I tedeschi
Demonbreed pur essendo al debutto non sono dei novellini e “
Where Gods Come To Die” lo dimostra, essendo un disco che, innanzitutto, è ben prodotto (forse troppo), e che mostra una solidità, una densità di suono, invidiabili.
Il death metal della band è in perenne overdrive (se si eccettuano le introduzioni delle canzoni), con pochi, rari, momenti di quiete, dovuti a improvvisi rallentamenti seguiti da fulminee accelerazioni, omaggiando i numi tutelari della scena swedish.
“
A Thousand Suns Will Rise” è un gran pezzo, ricco di groove e brutalità, così come “
Perish” che ha un’atmosfera quasi apocalittica, grazie all’angoscioso riff introduttivo.
La brutalità, anche vocale, è uno dei cardini della proposta dei
Demonbreed, cui piace spaccare ossa. Come dicevo in apertura di recensione, la produzione è forse troppo moderna, perché con un suono più sporco questo disco ne avrebbe guadagnato in ulteriore brutalità e cattiveria.

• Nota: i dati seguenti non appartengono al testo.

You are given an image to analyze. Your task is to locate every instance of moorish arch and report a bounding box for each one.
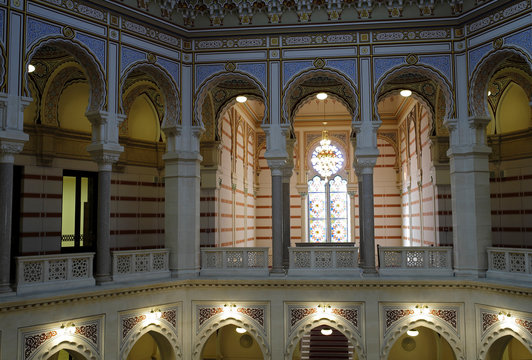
[373,64,454,129]
[24,37,107,113]
[381,315,466,360]
[469,47,532,118]
[194,71,268,141]
[120,61,181,130]
[40,62,87,126]
[192,314,272,360]
[284,314,366,360]
[281,69,359,124]
[477,323,532,360]
[32,336,102,360]
[119,321,183,360]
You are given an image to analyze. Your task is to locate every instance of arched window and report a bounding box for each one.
[308,175,350,242]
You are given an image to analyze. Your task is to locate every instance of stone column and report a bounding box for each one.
[283,166,292,269]
[0,93,31,293]
[268,159,286,274]
[85,111,125,284]
[445,117,492,277]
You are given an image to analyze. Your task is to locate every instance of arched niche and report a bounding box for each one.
[373,65,454,132]
[281,69,358,125]
[192,313,271,360]
[120,321,183,360]
[469,47,532,118]
[381,316,466,360]
[194,71,268,141]
[24,37,107,112]
[284,314,366,360]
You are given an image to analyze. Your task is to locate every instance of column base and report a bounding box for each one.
[94,274,113,285]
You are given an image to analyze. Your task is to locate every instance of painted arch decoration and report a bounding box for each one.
[469,47,532,118]
[192,303,272,360]
[24,37,107,112]
[281,68,359,123]
[18,316,103,360]
[120,61,181,129]
[284,303,366,360]
[380,304,466,360]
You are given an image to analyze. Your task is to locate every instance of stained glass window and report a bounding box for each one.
[308,176,349,242]
[308,176,327,242]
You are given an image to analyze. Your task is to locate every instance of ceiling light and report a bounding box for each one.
[321,329,332,336]
[400,90,412,97]
[406,329,419,336]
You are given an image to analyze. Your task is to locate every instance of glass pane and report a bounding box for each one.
[61,176,76,247]
[79,177,90,246]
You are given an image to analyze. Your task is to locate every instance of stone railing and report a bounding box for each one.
[201,247,269,276]
[288,244,360,277]
[111,249,170,282]
[379,246,453,276]
[487,247,532,281]
[16,253,95,293]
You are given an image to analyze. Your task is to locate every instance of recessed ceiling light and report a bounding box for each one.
[406,329,419,336]
[321,329,332,336]
[400,90,412,97]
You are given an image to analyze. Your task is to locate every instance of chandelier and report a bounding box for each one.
[310,122,344,180]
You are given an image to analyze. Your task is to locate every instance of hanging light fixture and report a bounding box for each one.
[310,93,344,180]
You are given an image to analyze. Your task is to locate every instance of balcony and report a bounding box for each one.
[379,246,453,276]
[16,252,95,294]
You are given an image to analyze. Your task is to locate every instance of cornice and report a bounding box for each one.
[0,279,532,313]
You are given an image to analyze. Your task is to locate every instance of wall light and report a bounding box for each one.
[414,305,430,315]
[316,93,327,100]
[497,311,512,321]
[400,90,412,97]
[406,329,419,337]
[321,329,332,336]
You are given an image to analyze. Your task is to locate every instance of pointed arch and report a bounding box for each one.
[284,314,366,360]
[24,37,107,113]
[478,323,532,360]
[381,315,466,360]
[194,71,268,129]
[120,321,183,360]
[373,64,454,124]
[120,61,181,130]
[192,313,272,360]
[32,336,102,360]
[281,69,359,124]
[469,47,532,118]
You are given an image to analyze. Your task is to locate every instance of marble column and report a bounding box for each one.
[0,163,13,293]
[268,159,286,274]
[445,117,492,278]
[283,166,292,269]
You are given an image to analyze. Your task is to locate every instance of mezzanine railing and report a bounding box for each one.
[487,247,532,281]
[111,249,170,282]
[288,245,360,277]
[379,246,453,276]
[201,247,268,276]
[16,252,95,294]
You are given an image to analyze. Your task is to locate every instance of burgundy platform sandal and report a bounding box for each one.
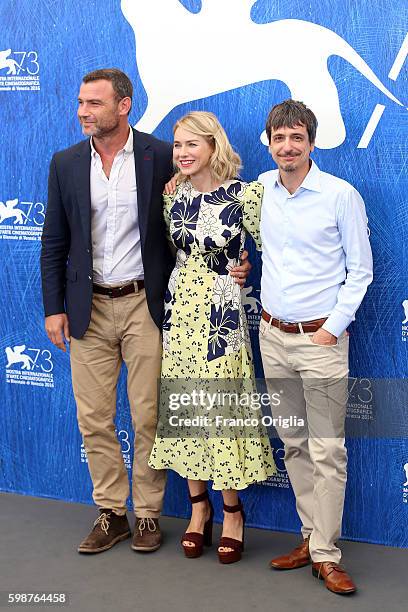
[218,499,245,563]
[181,491,214,559]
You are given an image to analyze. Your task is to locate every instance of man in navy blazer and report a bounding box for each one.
[41,69,250,553]
[41,69,173,553]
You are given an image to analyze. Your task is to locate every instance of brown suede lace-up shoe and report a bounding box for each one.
[269,538,312,570]
[78,508,131,554]
[312,561,357,595]
[130,517,162,552]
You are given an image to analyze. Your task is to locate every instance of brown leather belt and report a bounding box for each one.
[93,280,144,298]
[262,310,327,334]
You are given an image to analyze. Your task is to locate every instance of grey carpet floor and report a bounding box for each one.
[0,493,408,612]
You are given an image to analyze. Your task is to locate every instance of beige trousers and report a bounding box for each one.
[259,319,349,563]
[70,289,166,518]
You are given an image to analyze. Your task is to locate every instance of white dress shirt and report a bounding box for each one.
[259,162,372,337]
[91,128,143,286]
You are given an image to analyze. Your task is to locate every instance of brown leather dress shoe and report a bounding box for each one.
[78,508,130,554]
[312,561,357,595]
[269,538,312,570]
[130,517,162,552]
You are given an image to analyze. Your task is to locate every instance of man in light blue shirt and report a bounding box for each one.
[259,100,372,594]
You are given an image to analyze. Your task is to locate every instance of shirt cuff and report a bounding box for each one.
[322,311,352,338]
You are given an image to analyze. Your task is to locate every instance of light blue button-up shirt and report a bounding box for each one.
[259,162,373,337]
[90,128,143,285]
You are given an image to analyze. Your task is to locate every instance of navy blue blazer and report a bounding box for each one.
[41,130,174,338]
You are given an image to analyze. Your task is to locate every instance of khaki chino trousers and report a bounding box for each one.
[70,289,166,518]
[259,319,349,563]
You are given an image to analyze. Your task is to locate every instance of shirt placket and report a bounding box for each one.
[280,189,293,319]
[103,151,125,280]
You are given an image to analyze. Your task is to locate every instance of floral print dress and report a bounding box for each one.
[149,179,276,490]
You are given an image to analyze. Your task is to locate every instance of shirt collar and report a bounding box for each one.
[90,125,133,158]
[275,160,322,193]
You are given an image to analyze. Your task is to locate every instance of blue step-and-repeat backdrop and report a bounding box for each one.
[0,0,408,546]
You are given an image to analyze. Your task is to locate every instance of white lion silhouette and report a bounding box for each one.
[0,49,18,74]
[403,463,408,487]
[402,300,408,324]
[0,198,27,225]
[5,344,34,370]
[241,286,261,313]
[121,0,402,149]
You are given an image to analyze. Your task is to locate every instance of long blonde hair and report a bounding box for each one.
[173,111,242,183]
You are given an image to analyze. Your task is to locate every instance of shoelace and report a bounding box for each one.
[94,512,110,535]
[318,563,346,578]
[137,518,156,536]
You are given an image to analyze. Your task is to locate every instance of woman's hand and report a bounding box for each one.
[230,251,252,288]
[164,176,177,195]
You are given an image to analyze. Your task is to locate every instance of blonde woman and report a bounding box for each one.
[149,112,275,563]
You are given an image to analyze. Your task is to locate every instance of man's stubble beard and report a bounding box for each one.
[82,118,120,138]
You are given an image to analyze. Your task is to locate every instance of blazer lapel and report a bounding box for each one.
[133,130,154,247]
[74,141,91,245]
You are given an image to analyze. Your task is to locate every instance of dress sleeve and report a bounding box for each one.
[242,181,263,251]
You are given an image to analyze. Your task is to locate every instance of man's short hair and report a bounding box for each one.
[266,99,317,144]
[82,68,133,110]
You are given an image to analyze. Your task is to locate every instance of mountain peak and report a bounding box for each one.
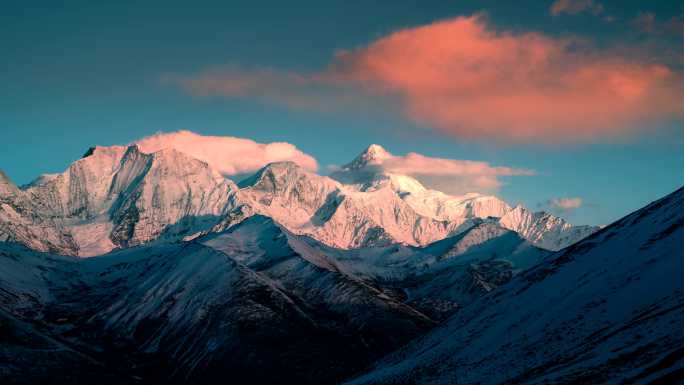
[0,170,18,195]
[342,144,392,170]
[238,161,306,188]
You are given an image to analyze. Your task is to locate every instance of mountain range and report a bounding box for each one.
[0,145,684,384]
[0,145,597,257]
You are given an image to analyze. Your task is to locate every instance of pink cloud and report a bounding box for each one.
[548,198,582,211]
[549,0,603,16]
[172,15,684,143]
[135,131,318,175]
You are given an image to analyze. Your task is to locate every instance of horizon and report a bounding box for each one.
[0,1,684,225]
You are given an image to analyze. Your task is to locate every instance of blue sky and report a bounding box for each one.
[0,1,684,224]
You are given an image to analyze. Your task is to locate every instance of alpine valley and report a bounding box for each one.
[0,145,684,384]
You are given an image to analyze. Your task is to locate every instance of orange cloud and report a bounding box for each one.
[172,15,684,143]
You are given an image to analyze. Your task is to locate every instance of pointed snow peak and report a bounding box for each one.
[364,144,390,158]
[0,170,12,184]
[81,146,127,159]
[0,170,19,196]
[342,144,392,170]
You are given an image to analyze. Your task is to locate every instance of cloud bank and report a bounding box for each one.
[135,131,318,175]
[175,14,684,143]
[548,198,582,212]
[331,149,536,195]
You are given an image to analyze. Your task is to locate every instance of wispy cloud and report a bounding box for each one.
[333,147,536,194]
[549,0,603,16]
[135,131,318,175]
[547,198,583,212]
[632,12,684,38]
[175,14,684,143]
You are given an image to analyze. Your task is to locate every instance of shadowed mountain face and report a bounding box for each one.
[0,178,684,384]
[0,215,546,384]
[0,142,684,384]
[351,189,684,384]
[0,216,434,384]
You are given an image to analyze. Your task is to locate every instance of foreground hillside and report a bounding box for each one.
[351,185,684,384]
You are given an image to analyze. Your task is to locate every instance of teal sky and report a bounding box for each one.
[0,0,684,224]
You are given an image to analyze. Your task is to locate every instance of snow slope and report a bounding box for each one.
[351,184,684,384]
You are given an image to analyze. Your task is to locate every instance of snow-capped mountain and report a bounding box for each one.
[2,146,242,256]
[240,162,467,249]
[499,205,598,251]
[0,145,595,256]
[0,178,684,384]
[331,144,598,250]
[351,189,684,384]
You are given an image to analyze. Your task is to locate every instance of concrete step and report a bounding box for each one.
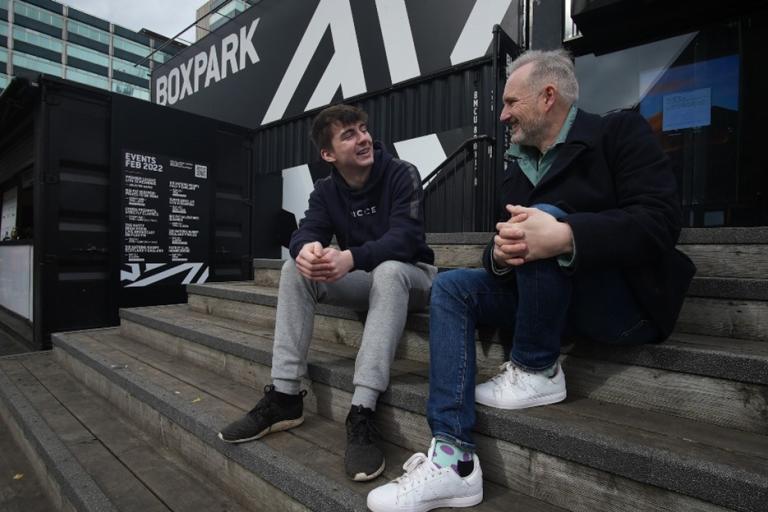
[53,329,561,512]
[111,306,768,512]
[184,282,768,433]
[0,352,244,512]
[427,227,768,279]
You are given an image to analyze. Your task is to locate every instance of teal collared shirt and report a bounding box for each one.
[491,104,578,275]
[507,105,578,187]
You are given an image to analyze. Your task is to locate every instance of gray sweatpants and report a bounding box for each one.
[272,259,437,409]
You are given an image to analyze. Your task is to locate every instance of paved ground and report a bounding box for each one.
[0,329,29,357]
[0,330,53,512]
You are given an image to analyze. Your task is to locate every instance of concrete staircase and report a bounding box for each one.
[0,228,768,512]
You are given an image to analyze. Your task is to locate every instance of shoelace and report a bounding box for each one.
[491,361,519,386]
[393,453,434,486]
[349,413,381,444]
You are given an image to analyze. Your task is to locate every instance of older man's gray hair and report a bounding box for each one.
[509,49,579,105]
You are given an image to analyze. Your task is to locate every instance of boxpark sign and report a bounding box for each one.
[152,0,517,129]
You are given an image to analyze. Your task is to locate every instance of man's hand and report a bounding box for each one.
[494,205,573,266]
[493,209,528,268]
[322,247,355,283]
[296,242,330,281]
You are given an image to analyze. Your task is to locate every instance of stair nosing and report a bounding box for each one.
[51,333,365,512]
[0,353,117,512]
[118,308,768,507]
[182,284,768,385]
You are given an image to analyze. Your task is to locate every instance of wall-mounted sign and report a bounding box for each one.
[120,150,210,288]
[152,0,517,128]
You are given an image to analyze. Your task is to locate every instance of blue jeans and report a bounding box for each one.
[427,205,659,450]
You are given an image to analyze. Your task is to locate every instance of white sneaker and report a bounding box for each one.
[368,439,483,512]
[475,361,565,409]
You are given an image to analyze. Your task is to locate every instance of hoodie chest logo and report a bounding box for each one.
[349,206,376,218]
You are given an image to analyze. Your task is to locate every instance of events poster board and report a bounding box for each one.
[120,149,210,288]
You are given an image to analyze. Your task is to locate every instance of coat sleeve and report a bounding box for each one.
[349,164,424,272]
[289,180,333,259]
[563,113,682,271]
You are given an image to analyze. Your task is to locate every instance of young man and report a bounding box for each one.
[368,50,695,512]
[219,105,437,481]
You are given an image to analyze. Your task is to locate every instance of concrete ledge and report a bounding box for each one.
[0,353,117,512]
[52,334,366,512]
[688,277,768,300]
[111,315,768,510]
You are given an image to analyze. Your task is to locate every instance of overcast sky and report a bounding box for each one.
[60,0,198,42]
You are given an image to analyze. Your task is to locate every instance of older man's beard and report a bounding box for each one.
[510,112,546,147]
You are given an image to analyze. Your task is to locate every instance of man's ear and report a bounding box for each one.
[320,149,336,164]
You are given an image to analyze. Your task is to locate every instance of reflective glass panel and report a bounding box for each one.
[112,80,149,101]
[67,20,109,45]
[13,25,62,53]
[114,36,150,57]
[112,57,149,80]
[66,67,109,89]
[13,51,61,76]
[67,43,109,68]
[13,1,64,28]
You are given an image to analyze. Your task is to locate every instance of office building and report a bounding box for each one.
[0,0,185,100]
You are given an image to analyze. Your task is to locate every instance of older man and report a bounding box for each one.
[368,50,695,512]
[219,105,437,481]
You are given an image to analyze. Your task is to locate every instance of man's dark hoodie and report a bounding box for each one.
[290,142,435,272]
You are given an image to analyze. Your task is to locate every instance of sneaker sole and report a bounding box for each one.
[366,489,483,512]
[219,416,304,444]
[475,391,566,410]
[347,460,387,482]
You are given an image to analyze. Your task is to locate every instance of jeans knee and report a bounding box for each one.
[371,260,408,284]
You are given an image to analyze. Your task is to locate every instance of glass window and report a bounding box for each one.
[13,2,64,28]
[66,67,109,89]
[67,43,109,68]
[13,26,62,53]
[67,20,109,46]
[112,57,149,80]
[13,51,61,76]
[114,36,150,57]
[112,80,149,101]
[152,52,173,64]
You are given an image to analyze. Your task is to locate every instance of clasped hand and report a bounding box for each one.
[296,242,354,283]
[493,204,573,267]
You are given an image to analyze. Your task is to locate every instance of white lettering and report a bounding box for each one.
[240,18,260,69]
[221,34,239,78]
[179,59,195,100]
[168,68,181,105]
[195,52,208,92]
[155,76,168,105]
[203,46,221,87]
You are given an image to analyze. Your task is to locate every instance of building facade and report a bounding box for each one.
[195,0,256,41]
[0,0,185,100]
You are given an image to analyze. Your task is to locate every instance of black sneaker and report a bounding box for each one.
[219,385,307,443]
[344,405,385,482]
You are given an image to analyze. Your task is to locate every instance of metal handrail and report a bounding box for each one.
[421,135,495,185]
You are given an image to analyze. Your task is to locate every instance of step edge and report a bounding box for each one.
[0,358,118,512]
[177,285,768,385]
[51,333,365,512]
[118,312,768,507]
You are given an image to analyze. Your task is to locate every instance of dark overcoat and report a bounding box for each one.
[483,110,696,339]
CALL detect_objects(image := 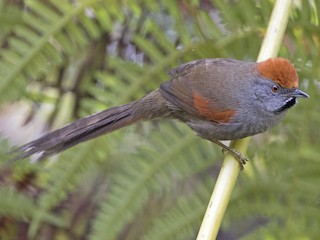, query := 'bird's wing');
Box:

Cattiveria che deflagra in “
Folded Hands”, canzone martellante, ricca di stacchi assassini che non lasciano scampo ai padiglioni auricolari dell’ascoltatore.
Sul disco è presente anche al cover degli
Edge Of Sanity, “
Blood Colored”, cantata con voce pulita.
Va bene citare i propri miti, però la canzone, che nulla aggiunge al platter, non fa altro che aumentare un minutaggio eccessivo.
Conclude “
Seed Of Ferocity”, che tiene fede al proprio nome, dispensando semi di ferocia a piene mani.
In definitiva ci troviamo di fronte ad un disco di discreto/buono death metal, suonato con cattiveria, mestiere e convinzione, da una band che se riesce a trovare uno spunto personale potrà sicuramente affermarsi nell’affastellato panorama death metal odierno.